Rentrak claims that Video U.S.A. breached its fiduciary duties when it failed to hold in trust and remit to Rentrak the revenue sharing funds generated by Video U.S.A.'s rentals and sales of Rentrak's products. (Am. Compl. ¶¶ 29-32.) Citing New York law, Rentrak seeks to hold Handsman personally liable for this alleged breach because, according to Rentrak, "corporate officials may be held personally liable for a corporation's . . . breach of fiduciary duty through misappropriation of trust funds." (Pl.'s Br., Docket Entry 24-1, at 21.) As noted, the Court temporarily denied the parties' cross-motions for summary judgment with respect to Rentrak's breach of fiduciary duty claim, finding an issue of whether New York or Oregon law governed that claim. However, it appears from their supplemental briefs, that both parties are content with the Court applying New York law. Accordingly, the Court will not engage in a choice-of-law analysis, notwithstanding that the Rentrak Agreement contains a choice-of-law provision that could require application of Oregon law to Rentrak's breach of fiduciary duty claim. See Gov't Employees Ins. Co. v. Saco, No. 12-CV-5633, 2015 WL 1527611, at *3 (E.D.N.Y. Mar. 31, 2015) (declining to engage in a choice-of-law analysis because "[i]t appear[ed] from the briefing that both parties agree[d] that New York law applie[d] to th[e] dispute"). As discussed below, under New York law, summary judgment in favor of Rentrak on its breach of fiduciary duty claim is appropriate here.
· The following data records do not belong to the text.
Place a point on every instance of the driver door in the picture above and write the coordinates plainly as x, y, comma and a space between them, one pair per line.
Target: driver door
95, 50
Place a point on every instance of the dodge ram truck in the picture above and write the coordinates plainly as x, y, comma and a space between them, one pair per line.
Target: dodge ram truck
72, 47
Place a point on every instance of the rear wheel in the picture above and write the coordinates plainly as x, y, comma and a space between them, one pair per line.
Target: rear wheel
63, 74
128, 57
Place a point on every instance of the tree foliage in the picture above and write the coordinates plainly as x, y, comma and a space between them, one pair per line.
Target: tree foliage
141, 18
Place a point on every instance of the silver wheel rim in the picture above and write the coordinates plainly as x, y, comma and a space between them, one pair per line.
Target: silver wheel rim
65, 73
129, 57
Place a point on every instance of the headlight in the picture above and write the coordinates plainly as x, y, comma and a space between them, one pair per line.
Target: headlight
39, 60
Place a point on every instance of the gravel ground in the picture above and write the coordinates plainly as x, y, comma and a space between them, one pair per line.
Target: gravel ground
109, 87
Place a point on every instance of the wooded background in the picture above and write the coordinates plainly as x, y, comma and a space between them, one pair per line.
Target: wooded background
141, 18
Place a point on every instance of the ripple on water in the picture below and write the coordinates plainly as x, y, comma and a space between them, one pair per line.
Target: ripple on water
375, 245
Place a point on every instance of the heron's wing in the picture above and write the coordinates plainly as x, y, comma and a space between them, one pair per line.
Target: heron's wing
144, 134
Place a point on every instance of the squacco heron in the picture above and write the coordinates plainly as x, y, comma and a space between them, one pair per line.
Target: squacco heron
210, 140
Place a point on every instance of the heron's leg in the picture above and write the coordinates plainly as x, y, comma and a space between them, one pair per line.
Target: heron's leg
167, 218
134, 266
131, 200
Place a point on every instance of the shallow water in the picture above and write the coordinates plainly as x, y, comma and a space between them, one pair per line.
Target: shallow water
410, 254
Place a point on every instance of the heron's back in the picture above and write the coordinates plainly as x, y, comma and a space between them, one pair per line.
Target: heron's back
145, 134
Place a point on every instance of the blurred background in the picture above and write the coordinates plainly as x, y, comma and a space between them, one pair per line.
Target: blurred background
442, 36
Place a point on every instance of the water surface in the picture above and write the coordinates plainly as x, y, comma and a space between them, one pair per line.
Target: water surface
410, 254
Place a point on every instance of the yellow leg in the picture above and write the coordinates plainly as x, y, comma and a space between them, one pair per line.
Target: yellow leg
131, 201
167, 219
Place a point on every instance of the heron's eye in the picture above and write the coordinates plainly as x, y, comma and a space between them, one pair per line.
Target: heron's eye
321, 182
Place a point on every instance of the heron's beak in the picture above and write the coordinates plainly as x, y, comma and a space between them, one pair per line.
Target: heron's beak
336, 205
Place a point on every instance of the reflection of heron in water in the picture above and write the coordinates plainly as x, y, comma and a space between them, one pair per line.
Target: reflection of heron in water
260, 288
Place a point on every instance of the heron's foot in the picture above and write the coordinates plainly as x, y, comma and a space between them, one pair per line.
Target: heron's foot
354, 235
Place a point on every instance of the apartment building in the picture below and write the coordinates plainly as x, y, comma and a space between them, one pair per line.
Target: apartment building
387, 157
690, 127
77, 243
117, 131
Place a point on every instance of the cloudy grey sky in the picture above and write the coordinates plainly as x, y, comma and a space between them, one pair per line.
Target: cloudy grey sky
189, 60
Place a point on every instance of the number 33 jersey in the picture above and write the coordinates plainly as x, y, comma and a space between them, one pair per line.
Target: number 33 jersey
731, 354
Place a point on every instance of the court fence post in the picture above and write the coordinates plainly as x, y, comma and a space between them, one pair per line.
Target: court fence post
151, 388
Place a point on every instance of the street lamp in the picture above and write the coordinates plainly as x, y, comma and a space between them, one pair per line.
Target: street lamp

"Under New York law, the elements of a cause of action for breach of fiduciary duty are: '(i) the existence of a fiduciary duty; (ii) a knowing breach of that duty; and (iii) damages resulting therefrom.'" N. Shipping Funds I, LLC v. Icon Capital Corp., 921 F. Supp. 2d 94, 101 (S.D.N.Y. 2013) (quoting Johnson v. Nextel Commc'ns, Inc., 660 F.3d 131, 138 (2d Cir. 2011)). Here, Handsman does not dispute that Video U.S.A. owed Rentrak a fiduciary duty to hold in trust and remit to Rentrak the revenue sharing funds generated by Video U.S.A.'s rentals and sales of Rentrak's products. Indeed, the Rentrak Agreement specifically states that Video U.S.A. "ha[d] a fiduciary duty to [Rentrak] to hold and remit all fees and charges to [Rentrak]" and "agree[d] to hold in trust for [Rentrak its] share of the rental and sales proceeds [Video U.S.A.] receive[d]." (Murphy Decl., Docket Entry 23-3, Ex. F § 9.7); see also St. John's Univ. v. Bolton, 757 F. Supp. 2d 144, 166 (E.D.N.Y. 2010) ("[A] contract may create a fiduciary relationship: If a contract establishes a relationship of trust and confidence between the parties . . . then a fiduciary duty arises from the contract which is independent of the contractual obligation." (internal quotation marks and citation omitted)). Nor does Handsman dispute that Video U.S.A breached its fiduciary duty to Rentrak when it failed to remit to Rentrak the funds generated by the liquidation of Rentrak's product or the $124,059.31 in revenue sharing funds that Video U.S.A. owed Rentrak when it went out of business.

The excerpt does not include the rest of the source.